What is a premium audit and why is it important?

The premium base for worker’s compensation insurance is your business’s payroll. Premium is calculated at a certain rate per $100 of payroll for the policy period is defined when the policy is written. At the end of the policy period, an audit is conducted to determine the actual payroll to determine the final earned premium. If the final earned is more than the initial premium you paid, the additional balance must be paid. If the final earned premium is less, a refund for the overpayment or a credit to any balance owed will be distributed.

How is remuneration calculated?

The National Council of Compensation Insurance (NCCI) Basic Manual provides rules in relation to the remuneration that should be included in determining the total. Premium is computed on the terms of total remuneration paid or payable by the insured for services of individuals who could receive worker’s compensation benefits for work-related injuries as provided for by the policy. Please contact the Premium Audit Department at for the types of remuneration included in the audited exposure.

How are owners and executive officers handled when calculating payroll?

There are minimum amounts that should be included for executive officers, partners, or sole proprietors, as specified by the NCCI Basic Manual. Executive officers or owners that are covered by the policy are qualified for remuneration and will be included as part of the premium base. Those who qualify may be excluded from coverage; however, the policy must be endorsed with the Exclusion Endorsement.

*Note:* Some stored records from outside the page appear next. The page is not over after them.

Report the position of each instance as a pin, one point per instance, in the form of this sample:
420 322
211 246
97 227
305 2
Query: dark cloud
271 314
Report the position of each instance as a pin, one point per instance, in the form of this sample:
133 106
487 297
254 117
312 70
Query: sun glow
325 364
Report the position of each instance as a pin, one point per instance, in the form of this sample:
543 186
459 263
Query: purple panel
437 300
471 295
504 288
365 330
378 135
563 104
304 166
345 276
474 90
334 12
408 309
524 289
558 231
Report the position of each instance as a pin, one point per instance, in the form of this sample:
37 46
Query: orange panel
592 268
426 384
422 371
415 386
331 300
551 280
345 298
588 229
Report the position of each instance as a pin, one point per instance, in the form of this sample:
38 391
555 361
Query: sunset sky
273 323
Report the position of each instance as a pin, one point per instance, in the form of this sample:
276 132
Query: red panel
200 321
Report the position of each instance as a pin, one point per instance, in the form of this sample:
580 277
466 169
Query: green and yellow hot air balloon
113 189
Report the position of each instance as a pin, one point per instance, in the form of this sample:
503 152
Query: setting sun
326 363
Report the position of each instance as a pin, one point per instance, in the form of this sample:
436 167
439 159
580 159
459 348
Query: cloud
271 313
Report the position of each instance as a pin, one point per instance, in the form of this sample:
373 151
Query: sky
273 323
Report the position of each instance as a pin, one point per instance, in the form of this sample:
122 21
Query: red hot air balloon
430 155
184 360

How are subcontractors handled when calculating payroll?

A certificate of insurance issued by the subcontractor’s insurer can demonstrate that insurance covers the subcontractor’s statutory workers’ compensation obligation. The certificate of insurance should always contain the coverage for the state, as well as the location and period for which the subcontractor is working.

If there are no payroll records for the period in which the subcontractor worked, the full subcontract price for the work performed during the policy period will be included in the premium basis. If a definite amount of the subcontract price represents payroll, that amount is included as payroll for the additional premium computation. The amount must be at least half of the subcontract price in contracts for labor and materials and at least 90 percent of the subcontract price in contracts for labor only. If the contract covers mobile equipment with operators, the amount included must be at least 33 1/3 percent of the subcontract price.

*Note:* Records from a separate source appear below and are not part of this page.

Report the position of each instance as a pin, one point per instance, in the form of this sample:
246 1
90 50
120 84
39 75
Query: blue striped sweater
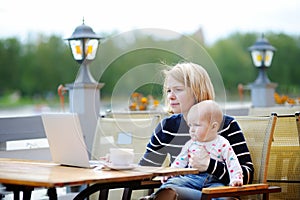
172 133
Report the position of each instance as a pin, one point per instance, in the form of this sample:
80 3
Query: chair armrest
230 191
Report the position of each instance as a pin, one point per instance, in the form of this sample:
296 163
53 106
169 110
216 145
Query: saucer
120 167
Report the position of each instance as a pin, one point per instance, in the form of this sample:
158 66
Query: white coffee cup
121 156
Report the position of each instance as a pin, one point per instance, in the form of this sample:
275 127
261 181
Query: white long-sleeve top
219 149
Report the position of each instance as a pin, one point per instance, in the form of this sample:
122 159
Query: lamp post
262 89
84 93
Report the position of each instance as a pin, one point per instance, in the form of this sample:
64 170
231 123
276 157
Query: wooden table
25 175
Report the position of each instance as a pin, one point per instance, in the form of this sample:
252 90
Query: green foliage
38 66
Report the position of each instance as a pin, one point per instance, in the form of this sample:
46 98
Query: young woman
185 85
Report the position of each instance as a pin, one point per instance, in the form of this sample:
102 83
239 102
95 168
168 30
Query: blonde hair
210 109
193 76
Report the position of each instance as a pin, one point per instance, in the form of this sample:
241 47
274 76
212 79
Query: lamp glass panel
257 58
77 49
268 58
91 48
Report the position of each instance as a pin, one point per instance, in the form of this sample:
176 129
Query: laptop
66 142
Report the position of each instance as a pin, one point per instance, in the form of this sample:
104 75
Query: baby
204 120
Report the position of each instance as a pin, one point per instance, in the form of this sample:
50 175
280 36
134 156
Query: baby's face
201 128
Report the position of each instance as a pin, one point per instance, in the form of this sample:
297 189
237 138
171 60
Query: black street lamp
262 54
84 93
262 89
84 44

How do I prepare for a Premium Audit?

An auditor will contact you upon the expiration of your policy period to complete an audit.  An audit will require a description of operations, information on executive officers, detailed jobs duties for each employee and contract worker, as well as subcontract labor performed.  Make sure to keep copies of certain records including payroll records, gross dollar amounts of overtime paid separated by employee, subcontractor invoices, and certificates of insurance.